I had not thought about the analogy until then: a Prolog collection of facts is nothing but an internal representation of a graph database (by the way it is the opposite: the knowledge base made of Prolog facts can be represented as a graph, hence the idea of a graph database).
So I fired my gprolog installation (the most unused bunch of bytes on my hard disk, but I like to have the larger possible number of programming languages/environments installed) to do a little bit of testing. Just for the fun of it. But since nowadays "social stuffs" have a lot of momentum I wanted to create a small knowledge base focused on who knows who, who likes who, who loves who... and the possible conseguences. The imagined application is for «services» like "find friends", or dating sites, or alike.

In the given example there are five persons with fantasy names Mary Brod, Carl Stuckart, Rudolf Fisher, Amanda Least, Minority Report and the following informations: birth date, gender, sex orientation, who knows who, who likes who, and who loves who. Then there are some educational rules (a rule for friendship i.e. reciprocal knowledge, another to ask the system if two persons are "sex compatible") and some helper rules (get the birth year, compute the age). Everything is of course semplified: human relationships happen to be a little bit more complicated.

The following messed up graph (generated by graphviz's dot starting from a source generated by a perl script "parsing" the prolog knowledge base file) depicts the relationships between those persons; black edges are about "who knows who", blue edges are about "who likes who", red edges are about "who loves who"; the background of each nodes represents the gender of the person, while the male-female symbols are about their sex orientation.
The knowledge base file can be now used to do queries (I mean, Prolog queries). They are rather intuitive.
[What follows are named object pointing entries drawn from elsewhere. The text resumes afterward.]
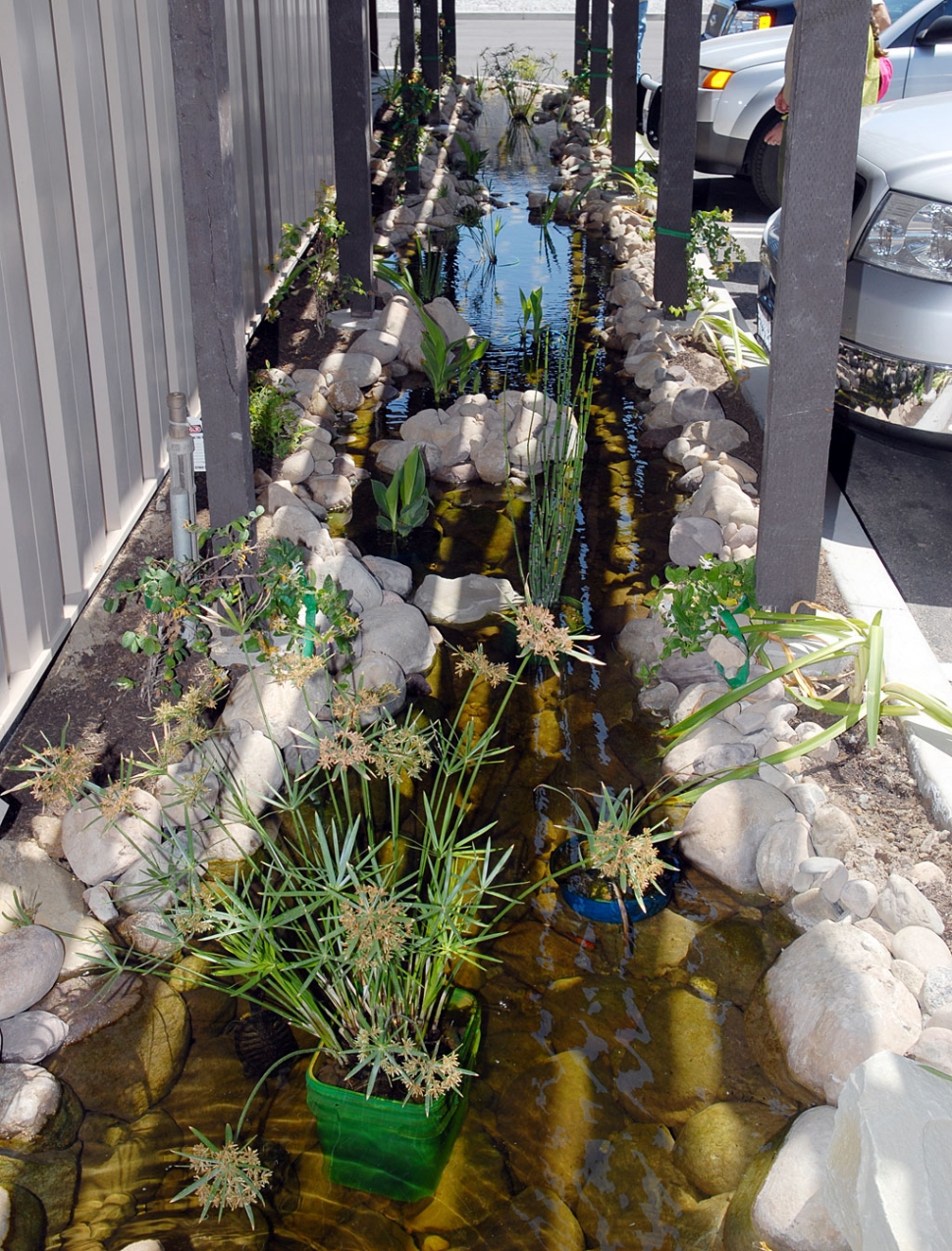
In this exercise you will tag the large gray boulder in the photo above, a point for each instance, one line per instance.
(27, 871)
(399, 631)
(463, 600)
(830, 1002)
(791, 1211)
(98, 847)
(30, 963)
(28, 1037)
(887, 1166)
(723, 831)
For example, if we want to know all the people who know Minority, we write this query:

findall(P, knows(P, 'Minority Report'), L).

which returns the list L = ['Mary Brod', 'Carl Stuckart', 'Rudolf Fisher', 'Amanda Least'], and in fact everyone knows Minority (who doesn't?).
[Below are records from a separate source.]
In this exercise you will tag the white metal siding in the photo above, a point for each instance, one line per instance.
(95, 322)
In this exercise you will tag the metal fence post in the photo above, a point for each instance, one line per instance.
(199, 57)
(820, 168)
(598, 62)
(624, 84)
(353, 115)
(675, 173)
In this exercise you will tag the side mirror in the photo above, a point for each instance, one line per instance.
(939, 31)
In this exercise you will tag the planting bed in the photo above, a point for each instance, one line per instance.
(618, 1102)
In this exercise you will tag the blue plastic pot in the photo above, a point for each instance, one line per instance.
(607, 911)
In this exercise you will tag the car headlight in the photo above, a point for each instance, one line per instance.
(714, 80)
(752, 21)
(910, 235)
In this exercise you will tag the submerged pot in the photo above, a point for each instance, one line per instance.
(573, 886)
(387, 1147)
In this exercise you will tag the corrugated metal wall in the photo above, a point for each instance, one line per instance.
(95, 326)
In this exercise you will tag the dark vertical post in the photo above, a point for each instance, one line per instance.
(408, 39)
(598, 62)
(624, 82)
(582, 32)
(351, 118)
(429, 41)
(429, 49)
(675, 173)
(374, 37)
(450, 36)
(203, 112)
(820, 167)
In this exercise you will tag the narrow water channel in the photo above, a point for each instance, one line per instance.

The knowledge base as it is written allow to check if two subjects can have sex according to the following criteria: if A and B love or like each others, and their gender is in the list of preferred genders (which I've called sex-sexual orientation) of the may-be-partner, and if their age is over 18 or is over 13 but the difference between ages is no more than 5, then they might have sex. Let's try between Minority Report and Amanda Least. Unfortunately for Minority, who is very young, they can't (because of the age difference is too great). Let's try between Mary and Amanda... no luck yet, since Amanda is not bisexual, so Mary's unrequited love can't be finalized into sex.

Instead of going on this way, let's ask the system to list, for each person, a possible lover. The query I would do looks like

setof(X, canHaveSex(Person, X), List).

We are asking the set (just to be sure not to have repetition, since some person could match more than one sex compatibility criterion) of persons X the person Person can have sex with (according to the stated rules and the knowledge in the database). The answer is

List = ['Rudolf Fisher']
Person = 'Amanda Least'

which can be read as: the Person Amanda Least is sex compatible with Rudolf Fisher. They are in love, in fact.

And who has  unrequited loves?

findall(P, (loves(P, X), \+ loves(X, P)), L).

gives

L = ['Mary Brod','Carl Stuckart','Rudolf Fisher']

i.e. Mary, Carl and Rudolf love a person who does not love them. People who loves more than one person are potentially polygamous, and this is the last query we do, promise:

setof(X, loves(P1, X), L), length(L, N), N > 1.

That is, find the set L of persons X loved by P1, where length of L is greater than 1, i.e. P1 loves more than one single person. The variable matching the criteria are:

L = ['Amanda Least','Mary Brod']
N = 2
P1 = 'Rudolf Fisher'

thus, Rudolf is potentially polygamous.

The way the queries can be done is rather intuitive (once you get accustomed a bit to Prolog programming), and likely the algorithms behind the scenes (backtracking and so forth) are already exploited in "digital social contexts", I think (and if they are not, why not?)